First, the syntax actually requires a homomorphism from G into the group containing hom:

gap> gen:=SmallGeneratingSet(G)[1];
f1
gap> Order(gen);
4
gap> auhom:=GroupHomomorphismByImages(G,Group(hom),[gen],[hom]);                                       
[ f1 ] -> [ [ f1, f2, f3, f4, f5, f6 ] -> [ f1^-1, f2^-1, f4^-1, f3, f6^-1, f5 ] ]

Then, GAP currently has no method for semidirect products with f.p. groups.
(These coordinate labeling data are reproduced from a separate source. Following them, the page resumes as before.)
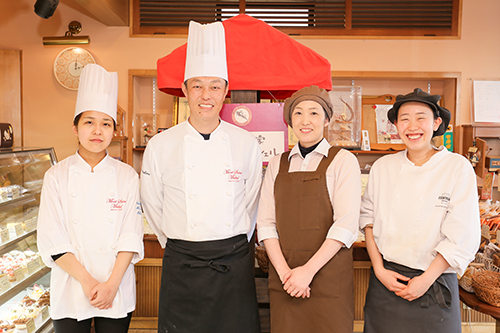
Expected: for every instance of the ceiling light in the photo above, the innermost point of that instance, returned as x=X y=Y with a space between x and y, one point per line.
x=46 y=8
x=74 y=28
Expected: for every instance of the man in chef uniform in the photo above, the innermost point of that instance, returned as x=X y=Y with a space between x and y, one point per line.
x=199 y=186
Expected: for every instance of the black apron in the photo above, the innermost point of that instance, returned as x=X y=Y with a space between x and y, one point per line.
x=304 y=214
x=208 y=287
x=437 y=311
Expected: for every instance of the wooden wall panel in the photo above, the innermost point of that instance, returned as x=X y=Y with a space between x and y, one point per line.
x=11 y=92
x=361 y=278
x=148 y=277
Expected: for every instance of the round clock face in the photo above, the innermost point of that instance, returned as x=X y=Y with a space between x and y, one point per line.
x=69 y=64
x=242 y=115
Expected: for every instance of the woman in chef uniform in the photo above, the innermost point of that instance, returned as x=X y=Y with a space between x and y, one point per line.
x=308 y=219
x=421 y=219
x=90 y=222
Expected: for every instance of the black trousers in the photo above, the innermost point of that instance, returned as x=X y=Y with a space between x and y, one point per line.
x=101 y=324
x=437 y=311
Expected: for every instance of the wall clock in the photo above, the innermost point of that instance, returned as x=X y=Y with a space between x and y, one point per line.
x=69 y=64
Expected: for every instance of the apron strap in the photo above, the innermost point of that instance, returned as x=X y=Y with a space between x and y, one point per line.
x=284 y=162
x=325 y=162
x=218 y=266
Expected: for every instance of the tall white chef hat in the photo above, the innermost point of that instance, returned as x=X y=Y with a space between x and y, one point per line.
x=206 y=51
x=98 y=91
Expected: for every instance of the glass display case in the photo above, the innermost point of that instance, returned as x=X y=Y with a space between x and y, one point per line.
x=24 y=279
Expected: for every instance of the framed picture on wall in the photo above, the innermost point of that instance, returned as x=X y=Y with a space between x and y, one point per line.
x=485 y=101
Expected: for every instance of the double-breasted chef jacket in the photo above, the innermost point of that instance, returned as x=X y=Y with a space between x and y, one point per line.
x=93 y=215
x=201 y=190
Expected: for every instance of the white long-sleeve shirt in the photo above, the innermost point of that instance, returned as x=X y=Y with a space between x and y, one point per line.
x=344 y=188
x=200 y=190
x=94 y=215
x=419 y=211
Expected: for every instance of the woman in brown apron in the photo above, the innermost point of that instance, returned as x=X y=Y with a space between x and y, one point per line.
x=308 y=219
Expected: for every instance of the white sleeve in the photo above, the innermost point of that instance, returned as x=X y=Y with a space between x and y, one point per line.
x=266 y=217
x=461 y=227
x=345 y=173
x=367 y=216
x=152 y=193
x=131 y=234
x=52 y=233
x=252 y=185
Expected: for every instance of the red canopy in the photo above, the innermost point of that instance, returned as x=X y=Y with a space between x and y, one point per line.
x=259 y=57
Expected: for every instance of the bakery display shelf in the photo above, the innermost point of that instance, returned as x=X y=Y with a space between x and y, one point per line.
x=18 y=286
x=14 y=203
x=10 y=244
x=14 y=308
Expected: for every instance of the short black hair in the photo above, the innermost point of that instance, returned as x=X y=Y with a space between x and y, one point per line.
x=77 y=120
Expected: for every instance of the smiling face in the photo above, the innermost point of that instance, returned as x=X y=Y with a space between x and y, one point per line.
x=416 y=125
x=94 y=131
x=205 y=97
x=308 y=122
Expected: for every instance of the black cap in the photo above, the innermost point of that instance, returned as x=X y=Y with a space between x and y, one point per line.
x=422 y=97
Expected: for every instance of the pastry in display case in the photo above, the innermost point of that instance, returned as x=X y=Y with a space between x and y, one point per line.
x=24 y=279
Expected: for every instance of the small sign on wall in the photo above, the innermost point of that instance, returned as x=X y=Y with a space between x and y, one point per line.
x=265 y=121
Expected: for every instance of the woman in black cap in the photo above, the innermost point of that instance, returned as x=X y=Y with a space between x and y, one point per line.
x=421 y=220
x=308 y=219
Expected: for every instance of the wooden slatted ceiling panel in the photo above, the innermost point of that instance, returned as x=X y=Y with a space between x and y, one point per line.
x=402 y=14
x=167 y=13
x=302 y=17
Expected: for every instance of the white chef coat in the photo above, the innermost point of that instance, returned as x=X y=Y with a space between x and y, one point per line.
x=344 y=188
x=93 y=215
x=200 y=190
x=419 y=211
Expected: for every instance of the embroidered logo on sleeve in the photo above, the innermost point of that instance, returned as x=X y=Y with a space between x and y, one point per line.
x=116 y=205
x=233 y=176
x=443 y=200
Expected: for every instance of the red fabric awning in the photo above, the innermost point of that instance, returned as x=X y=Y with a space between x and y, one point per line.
x=259 y=57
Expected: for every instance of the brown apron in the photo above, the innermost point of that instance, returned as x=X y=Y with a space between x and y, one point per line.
x=304 y=215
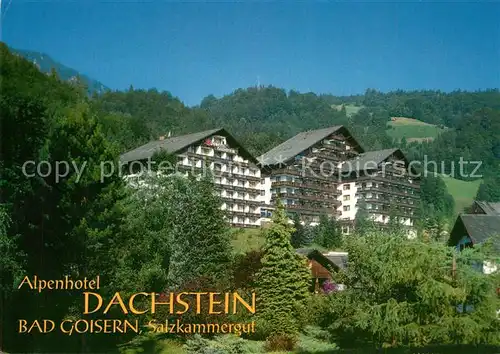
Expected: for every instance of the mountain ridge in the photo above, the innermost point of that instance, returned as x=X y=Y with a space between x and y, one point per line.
x=45 y=63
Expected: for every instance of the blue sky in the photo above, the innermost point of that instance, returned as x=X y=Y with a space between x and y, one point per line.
x=195 y=49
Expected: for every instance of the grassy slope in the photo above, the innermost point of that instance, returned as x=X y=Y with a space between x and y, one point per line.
x=463 y=192
x=412 y=129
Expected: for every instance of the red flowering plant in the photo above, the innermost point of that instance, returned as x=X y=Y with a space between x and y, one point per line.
x=329 y=287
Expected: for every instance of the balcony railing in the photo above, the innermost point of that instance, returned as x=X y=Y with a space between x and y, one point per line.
x=331 y=190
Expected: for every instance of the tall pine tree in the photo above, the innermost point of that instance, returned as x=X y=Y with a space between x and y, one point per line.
x=283 y=281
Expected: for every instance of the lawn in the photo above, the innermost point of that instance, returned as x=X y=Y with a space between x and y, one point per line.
x=463 y=192
x=412 y=129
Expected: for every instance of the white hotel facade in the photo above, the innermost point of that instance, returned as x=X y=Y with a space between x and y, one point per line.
x=329 y=184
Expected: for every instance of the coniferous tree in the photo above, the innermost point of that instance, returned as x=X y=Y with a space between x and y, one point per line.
x=282 y=282
x=298 y=235
x=489 y=190
x=200 y=235
x=402 y=292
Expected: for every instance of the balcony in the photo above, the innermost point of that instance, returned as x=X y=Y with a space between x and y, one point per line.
x=388 y=190
x=312 y=209
x=331 y=189
x=390 y=180
x=321 y=198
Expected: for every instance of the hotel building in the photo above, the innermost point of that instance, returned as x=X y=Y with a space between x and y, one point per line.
x=326 y=171
x=236 y=174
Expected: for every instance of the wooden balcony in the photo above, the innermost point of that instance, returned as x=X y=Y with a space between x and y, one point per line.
x=331 y=200
x=328 y=189
x=388 y=180
x=312 y=210
x=388 y=190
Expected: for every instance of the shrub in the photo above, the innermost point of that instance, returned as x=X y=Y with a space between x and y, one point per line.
x=228 y=344
x=280 y=342
x=316 y=312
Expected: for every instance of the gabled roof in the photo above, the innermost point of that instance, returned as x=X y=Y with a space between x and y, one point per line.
x=298 y=144
x=489 y=208
x=479 y=227
x=177 y=143
x=372 y=159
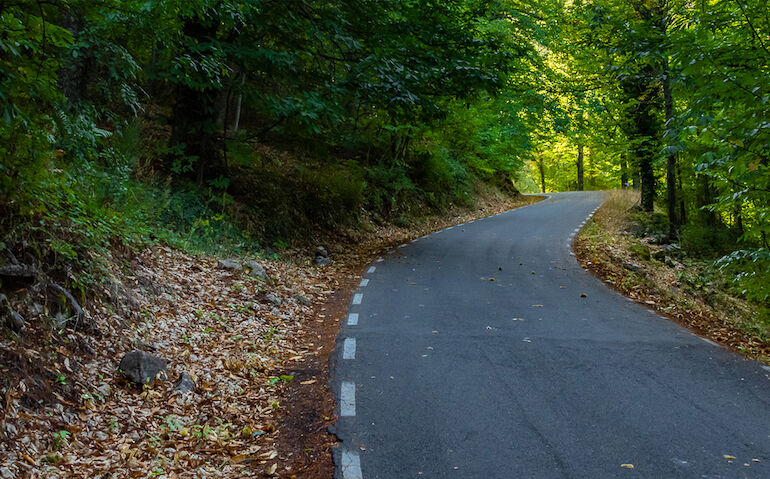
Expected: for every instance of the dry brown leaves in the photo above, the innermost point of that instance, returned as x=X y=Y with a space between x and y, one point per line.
x=210 y=323
x=204 y=321
x=658 y=286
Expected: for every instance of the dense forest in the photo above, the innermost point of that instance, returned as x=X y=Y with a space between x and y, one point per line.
x=249 y=123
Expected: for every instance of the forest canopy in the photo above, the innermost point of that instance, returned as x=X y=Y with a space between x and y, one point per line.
x=260 y=120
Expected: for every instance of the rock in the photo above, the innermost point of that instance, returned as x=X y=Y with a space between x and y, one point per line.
x=142 y=367
x=105 y=390
x=641 y=251
x=302 y=300
x=184 y=384
x=7 y=473
x=321 y=261
x=270 y=298
x=256 y=270
x=633 y=267
x=13 y=320
x=230 y=264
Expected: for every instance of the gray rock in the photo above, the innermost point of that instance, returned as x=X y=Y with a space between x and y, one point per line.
x=230 y=264
x=633 y=267
x=184 y=384
x=142 y=367
x=14 y=321
x=36 y=309
x=256 y=270
x=270 y=298
x=321 y=261
x=302 y=300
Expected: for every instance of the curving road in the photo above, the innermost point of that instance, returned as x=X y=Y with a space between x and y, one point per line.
x=440 y=372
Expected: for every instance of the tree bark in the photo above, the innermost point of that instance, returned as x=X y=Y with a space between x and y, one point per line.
x=673 y=218
x=623 y=171
x=541 y=169
x=580 y=171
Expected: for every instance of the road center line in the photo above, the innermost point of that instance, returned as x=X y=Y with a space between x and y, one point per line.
x=349 y=348
x=350 y=464
x=348 y=399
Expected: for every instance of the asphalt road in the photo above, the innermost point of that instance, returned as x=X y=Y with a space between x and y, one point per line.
x=442 y=373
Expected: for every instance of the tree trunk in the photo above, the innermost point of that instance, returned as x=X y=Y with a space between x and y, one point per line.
x=673 y=219
x=623 y=172
x=541 y=169
x=237 y=120
x=580 y=167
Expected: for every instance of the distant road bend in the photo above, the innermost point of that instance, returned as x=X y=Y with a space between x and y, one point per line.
x=471 y=354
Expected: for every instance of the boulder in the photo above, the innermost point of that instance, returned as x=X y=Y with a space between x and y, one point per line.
x=321 y=261
x=302 y=300
x=229 y=264
x=142 y=367
x=13 y=320
x=270 y=298
x=256 y=270
x=633 y=267
x=640 y=251
x=184 y=384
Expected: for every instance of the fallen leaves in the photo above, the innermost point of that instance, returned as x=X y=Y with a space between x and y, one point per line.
x=208 y=323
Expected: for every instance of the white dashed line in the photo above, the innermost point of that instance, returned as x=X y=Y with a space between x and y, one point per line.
x=349 y=348
x=350 y=464
x=348 y=399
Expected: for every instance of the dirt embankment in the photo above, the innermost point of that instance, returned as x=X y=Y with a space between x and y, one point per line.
x=255 y=343
x=665 y=279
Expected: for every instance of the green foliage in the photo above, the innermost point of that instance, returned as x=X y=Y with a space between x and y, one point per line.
x=751 y=270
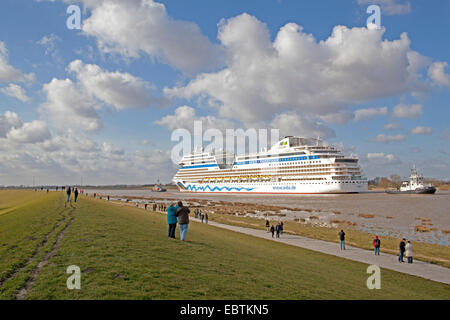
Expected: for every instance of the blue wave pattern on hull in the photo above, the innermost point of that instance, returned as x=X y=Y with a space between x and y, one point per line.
x=194 y=188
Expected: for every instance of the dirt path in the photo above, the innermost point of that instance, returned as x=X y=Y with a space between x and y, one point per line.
x=384 y=260
x=38 y=249
x=37 y=270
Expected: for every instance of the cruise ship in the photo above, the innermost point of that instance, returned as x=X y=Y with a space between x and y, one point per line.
x=293 y=165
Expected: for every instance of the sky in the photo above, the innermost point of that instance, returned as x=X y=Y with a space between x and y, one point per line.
x=99 y=104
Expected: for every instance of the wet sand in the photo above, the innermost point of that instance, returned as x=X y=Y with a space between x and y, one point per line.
x=417 y=217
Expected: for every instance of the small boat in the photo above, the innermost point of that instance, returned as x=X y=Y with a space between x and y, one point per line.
x=415 y=185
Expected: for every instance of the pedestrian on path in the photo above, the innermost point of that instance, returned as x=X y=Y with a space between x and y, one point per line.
x=182 y=214
x=342 y=239
x=172 y=219
x=408 y=251
x=401 y=250
x=376 y=245
x=68 y=192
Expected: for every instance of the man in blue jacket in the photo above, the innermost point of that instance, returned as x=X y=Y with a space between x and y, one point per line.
x=172 y=219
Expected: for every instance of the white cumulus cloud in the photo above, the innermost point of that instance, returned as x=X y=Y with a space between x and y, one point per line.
x=422 y=130
x=390 y=7
x=9 y=73
x=16 y=91
x=133 y=27
x=297 y=73
x=30 y=132
x=387 y=138
x=364 y=114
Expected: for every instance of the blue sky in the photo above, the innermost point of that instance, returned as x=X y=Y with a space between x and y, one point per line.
x=101 y=102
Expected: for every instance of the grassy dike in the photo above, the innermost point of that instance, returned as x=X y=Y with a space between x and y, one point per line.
x=124 y=253
x=432 y=253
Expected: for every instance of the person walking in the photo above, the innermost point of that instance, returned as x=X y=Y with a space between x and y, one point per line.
x=376 y=245
x=401 y=250
x=172 y=219
x=342 y=239
x=68 y=192
x=408 y=252
x=182 y=214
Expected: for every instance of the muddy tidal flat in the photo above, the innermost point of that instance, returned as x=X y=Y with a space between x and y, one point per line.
x=423 y=218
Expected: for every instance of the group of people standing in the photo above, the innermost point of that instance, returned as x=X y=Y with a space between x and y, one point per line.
x=199 y=215
x=405 y=248
x=278 y=229
x=69 y=191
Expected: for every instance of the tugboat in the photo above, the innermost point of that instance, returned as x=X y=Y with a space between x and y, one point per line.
x=415 y=185
x=158 y=188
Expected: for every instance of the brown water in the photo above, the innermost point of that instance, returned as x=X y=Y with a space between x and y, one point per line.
x=406 y=210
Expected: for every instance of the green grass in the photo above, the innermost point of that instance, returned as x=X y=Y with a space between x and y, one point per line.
x=427 y=252
x=124 y=253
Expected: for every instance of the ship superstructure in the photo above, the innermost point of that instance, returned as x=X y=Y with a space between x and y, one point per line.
x=293 y=165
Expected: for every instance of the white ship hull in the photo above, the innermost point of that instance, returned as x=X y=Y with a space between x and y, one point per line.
x=275 y=188
x=293 y=165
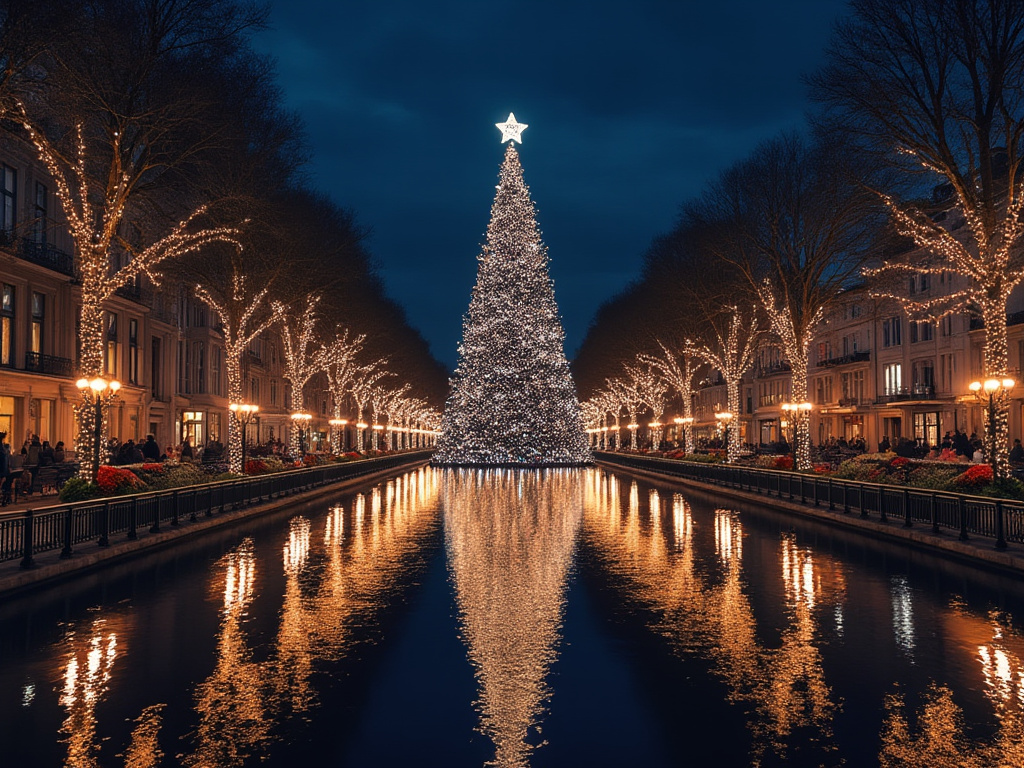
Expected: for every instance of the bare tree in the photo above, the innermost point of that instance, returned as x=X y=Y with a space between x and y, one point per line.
x=792 y=220
x=936 y=90
x=731 y=353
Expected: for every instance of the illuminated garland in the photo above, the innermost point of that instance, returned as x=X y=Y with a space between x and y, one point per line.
x=796 y=344
x=236 y=310
x=678 y=371
x=512 y=398
x=95 y=227
x=732 y=356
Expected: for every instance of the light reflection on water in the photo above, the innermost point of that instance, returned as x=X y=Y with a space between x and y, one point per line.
x=510 y=536
x=785 y=629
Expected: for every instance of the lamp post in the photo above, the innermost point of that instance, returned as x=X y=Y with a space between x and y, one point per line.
x=724 y=417
x=97 y=393
x=686 y=422
x=301 y=421
x=336 y=427
x=798 y=413
x=245 y=414
x=989 y=392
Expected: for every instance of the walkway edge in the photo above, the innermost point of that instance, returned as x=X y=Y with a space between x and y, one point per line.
x=50 y=568
x=979 y=552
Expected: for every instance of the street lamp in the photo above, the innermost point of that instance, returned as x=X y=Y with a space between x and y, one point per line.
x=97 y=393
x=992 y=389
x=245 y=414
x=336 y=425
x=301 y=421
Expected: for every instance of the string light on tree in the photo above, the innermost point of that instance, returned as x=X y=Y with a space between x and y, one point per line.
x=240 y=310
x=512 y=400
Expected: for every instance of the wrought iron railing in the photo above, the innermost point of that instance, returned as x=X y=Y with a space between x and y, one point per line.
x=27 y=534
x=1001 y=519
x=48 y=364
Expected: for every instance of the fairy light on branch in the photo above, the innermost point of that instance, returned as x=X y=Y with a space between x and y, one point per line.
x=732 y=356
x=677 y=370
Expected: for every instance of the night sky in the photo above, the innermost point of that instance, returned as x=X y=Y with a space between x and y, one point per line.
x=632 y=108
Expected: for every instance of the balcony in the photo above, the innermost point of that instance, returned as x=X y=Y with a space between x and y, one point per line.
x=779 y=367
x=49 y=365
x=46 y=255
x=846 y=359
x=916 y=392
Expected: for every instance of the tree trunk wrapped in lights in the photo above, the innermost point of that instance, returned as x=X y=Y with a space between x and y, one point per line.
x=513 y=399
x=239 y=312
x=678 y=371
x=339 y=357
x=732 y=355
x=932 y=90
x=363 y=391
x=95 y=219
x=301 y=363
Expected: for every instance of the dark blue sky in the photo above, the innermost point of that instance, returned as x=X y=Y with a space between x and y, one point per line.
x=632 y=107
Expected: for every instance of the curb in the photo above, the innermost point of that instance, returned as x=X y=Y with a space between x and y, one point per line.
x=978 y=552
x=50 y=568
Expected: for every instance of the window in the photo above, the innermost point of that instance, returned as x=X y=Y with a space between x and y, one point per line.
x=892 y=332
x=893 y=374
x=7 y=327
x=8 y=209
x=215 y=370
x=198 y=381
x=133 y=351
x=921 y=331
x=924 y=378
x=111 y=358
x=38 y=315
x=39 y=214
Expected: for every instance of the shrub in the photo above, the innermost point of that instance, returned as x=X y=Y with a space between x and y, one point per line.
x=117 y=480
x=79 y=489
x=975 y=477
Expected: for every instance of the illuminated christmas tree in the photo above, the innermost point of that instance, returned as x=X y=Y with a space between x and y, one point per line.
x=513 y=400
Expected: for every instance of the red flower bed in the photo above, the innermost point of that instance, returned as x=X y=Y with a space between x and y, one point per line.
x=976 y=476
x=117 y=480
x=783 y=462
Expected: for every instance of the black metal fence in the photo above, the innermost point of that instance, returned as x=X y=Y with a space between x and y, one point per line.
x=26 y=534
x=968 y=515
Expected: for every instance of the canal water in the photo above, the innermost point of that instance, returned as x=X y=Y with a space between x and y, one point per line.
x=572 y=617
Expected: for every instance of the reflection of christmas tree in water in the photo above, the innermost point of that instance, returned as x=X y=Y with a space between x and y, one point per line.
x=510 y=538
x=513 y=400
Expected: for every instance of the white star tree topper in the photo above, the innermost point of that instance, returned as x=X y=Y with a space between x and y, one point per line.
x=511 y=129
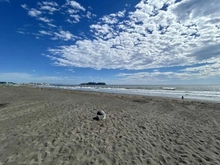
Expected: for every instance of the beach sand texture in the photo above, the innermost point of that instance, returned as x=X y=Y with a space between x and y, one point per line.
x=52 y=127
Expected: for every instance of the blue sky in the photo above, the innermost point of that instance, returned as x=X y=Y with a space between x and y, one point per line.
x=117 y=42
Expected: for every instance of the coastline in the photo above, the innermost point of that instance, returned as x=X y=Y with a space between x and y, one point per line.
x=56 y=126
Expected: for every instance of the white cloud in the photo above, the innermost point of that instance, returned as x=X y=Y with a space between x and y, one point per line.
x=63 y=35
x=43 y=32
x=156 y=34
x=19 y=77
x=51 y=25
x=205 y=71
x=44 y=19
x=47 y=3
x=34 y=12
x=5 y=1
x=75 y=5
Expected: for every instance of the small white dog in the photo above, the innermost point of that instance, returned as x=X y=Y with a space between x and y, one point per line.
x=101 y=115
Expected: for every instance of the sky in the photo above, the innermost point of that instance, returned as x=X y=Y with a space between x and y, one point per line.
x=116 y=42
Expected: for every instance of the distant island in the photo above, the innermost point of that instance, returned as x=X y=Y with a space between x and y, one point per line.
x=93 y=83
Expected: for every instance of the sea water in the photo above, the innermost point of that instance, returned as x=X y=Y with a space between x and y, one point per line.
x=196 y=92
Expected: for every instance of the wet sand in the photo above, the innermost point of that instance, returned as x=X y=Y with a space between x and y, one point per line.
x=52 y=127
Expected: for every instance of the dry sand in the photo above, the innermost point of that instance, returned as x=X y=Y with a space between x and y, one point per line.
x=56 y=127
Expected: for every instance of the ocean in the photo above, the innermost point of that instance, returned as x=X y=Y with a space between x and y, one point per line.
x=195 y=92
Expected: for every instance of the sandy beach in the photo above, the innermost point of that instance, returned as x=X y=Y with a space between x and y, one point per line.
x=54 y=127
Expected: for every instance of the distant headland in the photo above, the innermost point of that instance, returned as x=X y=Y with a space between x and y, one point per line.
x=93 y=83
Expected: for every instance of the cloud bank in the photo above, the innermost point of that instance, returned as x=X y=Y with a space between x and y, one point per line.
x=156 y=34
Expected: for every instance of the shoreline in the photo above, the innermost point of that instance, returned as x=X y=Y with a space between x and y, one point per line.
x=56 y=126
x=127 y=94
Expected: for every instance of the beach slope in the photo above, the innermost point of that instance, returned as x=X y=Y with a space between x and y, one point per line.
x=50 y=126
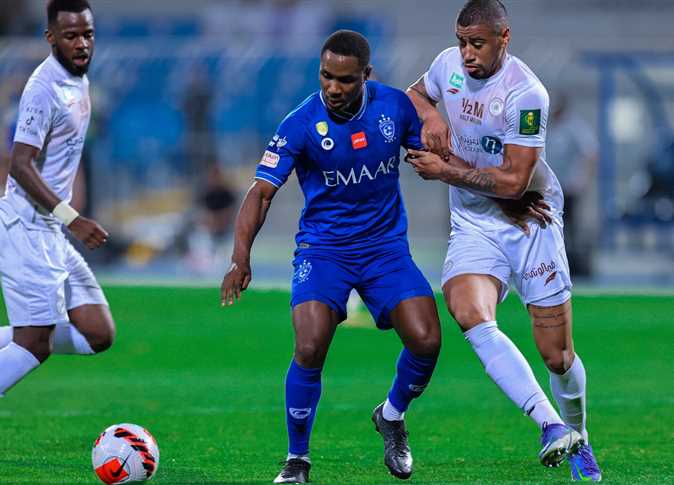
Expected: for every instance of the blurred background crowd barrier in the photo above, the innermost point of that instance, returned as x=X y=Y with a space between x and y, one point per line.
x=186 y=96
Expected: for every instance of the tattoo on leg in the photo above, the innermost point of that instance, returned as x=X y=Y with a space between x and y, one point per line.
x=539 y=324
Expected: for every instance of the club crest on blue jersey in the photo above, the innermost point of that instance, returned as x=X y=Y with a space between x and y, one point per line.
x=387 y=128
x=303 y=271
x=278 y=141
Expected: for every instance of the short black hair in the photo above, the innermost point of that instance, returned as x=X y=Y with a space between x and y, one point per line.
x=485 y=12
x=56 y=6
x=349 y=43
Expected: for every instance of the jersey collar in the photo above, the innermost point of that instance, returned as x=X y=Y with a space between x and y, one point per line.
x=358 y=115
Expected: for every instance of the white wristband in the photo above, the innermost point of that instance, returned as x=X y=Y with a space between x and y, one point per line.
x=64 y=213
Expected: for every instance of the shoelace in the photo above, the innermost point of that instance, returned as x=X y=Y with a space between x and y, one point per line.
x=293 y=466
x=399 y=441
x=589 y=464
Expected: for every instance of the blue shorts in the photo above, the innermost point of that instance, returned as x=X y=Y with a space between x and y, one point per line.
x=383 y=276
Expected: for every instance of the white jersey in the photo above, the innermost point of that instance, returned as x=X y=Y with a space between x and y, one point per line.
x=54 y=115
x=510 y=107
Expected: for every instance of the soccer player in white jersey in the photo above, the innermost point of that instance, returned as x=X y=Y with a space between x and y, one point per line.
x=53 y=301
x=494 y=146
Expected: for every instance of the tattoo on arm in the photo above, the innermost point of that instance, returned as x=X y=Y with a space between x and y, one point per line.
x=478 y=180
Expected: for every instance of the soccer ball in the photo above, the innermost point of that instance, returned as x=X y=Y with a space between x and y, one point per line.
x=125 y=453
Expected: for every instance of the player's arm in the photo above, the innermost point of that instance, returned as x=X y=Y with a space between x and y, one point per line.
x=510 y=180
x=4 y=172
x=22 y=169
x=435 y=133
x=249 y=220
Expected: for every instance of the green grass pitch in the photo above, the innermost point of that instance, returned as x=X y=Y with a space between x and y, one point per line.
x=208 y=383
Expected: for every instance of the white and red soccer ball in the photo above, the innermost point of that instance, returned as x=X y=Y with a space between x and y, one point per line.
x=125 y=453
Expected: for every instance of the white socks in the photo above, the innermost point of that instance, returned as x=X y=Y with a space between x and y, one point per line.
x=390 y=413
x=6 y=335
x=66 y=339
x=569 y=392
x=15 y=363
x=508 y=368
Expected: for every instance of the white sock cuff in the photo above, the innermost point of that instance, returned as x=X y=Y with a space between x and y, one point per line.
x=68 y=340
x=481 y=333
x=572 y=372
x=15 y=362
x=26 y=358
x=6 y=335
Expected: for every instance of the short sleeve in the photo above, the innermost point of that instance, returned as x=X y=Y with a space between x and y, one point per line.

The appended code provides such a method such that the standard call:

gap> SemidirectProduct(G,auhom,N);
<fp group on the generators [ F1, F2, f1, f2, f3, f4, f5, f6 ]>

works.

Regards,

 Alexander Hulpke

-- Colorado State University, Department of Mathematics,
Weber Building, 1874 Campus Delivery, Fort Collins, CO 80523-1874, USA
email: hulpke at math.colostate.edu, Phone: ++1-970-4914288
http://www.math.colostate.edu/~hulpke

## code starts here

SemidirectFp:=function( G, aut, N )
local Go,No,giso,niso,FG,GP,FN,NP,F,GI,NI,rels,i,j,P;
  Go:=G;
  No:=N;
  if not IsFpGroup(G) then
    giso:=IsomorphismFpGroup(G);
  else
    giso:=IdentityMapping(G);
  fi;
  if not IsFpGroup(N) then
    niso:=IsomorphismFpGroup(N);
  else
    niso:=IdentityMapping(N);
  fi;
  G:=Image(giso,G);
  N:=Image(niso,N);

  FG:=FreeGeneratorsOfFpGroup(G);
  GP:=List(GeneratorsOfGroup(G),x->PreImagesRepresentative(giso,x));
  FN:=FreeGeneratorsOfFpGroup(N);
  NP:=List(GeneratorsOfGroup(N),x->PreImagesRepresentative(niso,x));

  F:=FreeGroup(List(Concatenation(FG,FN),String));
  GI:=GeneratorsOfGroup(F){[1..Length(FG)]};
  NI:=GeneratorsOfGroup(F){[Length(FG)+1..Length(GeneratorsOfGroup(F))]};

  rels:=[];
  for i in RelatorsOfFpGroup(G) do
    Add(rels,MappedWord(i,FG,GI));
  od;
  for i in RelatorsOfFpGroup(N) do
    Add(rels,MappedWord(i,FN,NI));
  od;
  for i in [1..Length(FG)] do
    for j in [1..Length(FN)] do
      Add(rels,NI[j]^GI[i]/(
        MappedWord(UnderlyingElement(Image(niso,Image(Image(aut,GP[i]),NP[j]))),FN,NI)  ));
    od;
  od;
  P:=F/rels;
  GI:=GeneratorsOfGroup(P){[1..Length(FG)]};
  NI:=GeneratorsOfGroup(P){[Length(FG)+1..Length(GeneratorsOfGroup(P))]};
  # set the embeddings and projections
  i:=rec(groups:=[Go,No],
	 embeddings:=[GroupHomomorphismByImagesNC(Go,P,GP,GI),
	              GroupHomomorphismByImagesNC(No,P,NP,NI)],
         projections:=GroupHomomorphismByImagesNC(P,Go,
		        Concatenation(GI,NI),
			Concatenation(GP,List(NI,x->One(Go))))  );
  SetSemidirectProductInfo(P,i);
  return P;
end;

InstallMethod( SemidirectProduct,"fp with group",true, 
    [ IsSubgroupFpGroup, IsGroupHomomorphism, IsGroup ], 0, SemidirectFp);

InstallMethod( SemidirectProduct,"group with fp",true, 
    [ IsGroup, IsGroupHomomorphism, IsSubgroupFpGroup ], 0, SemidirectFp);

## code ends here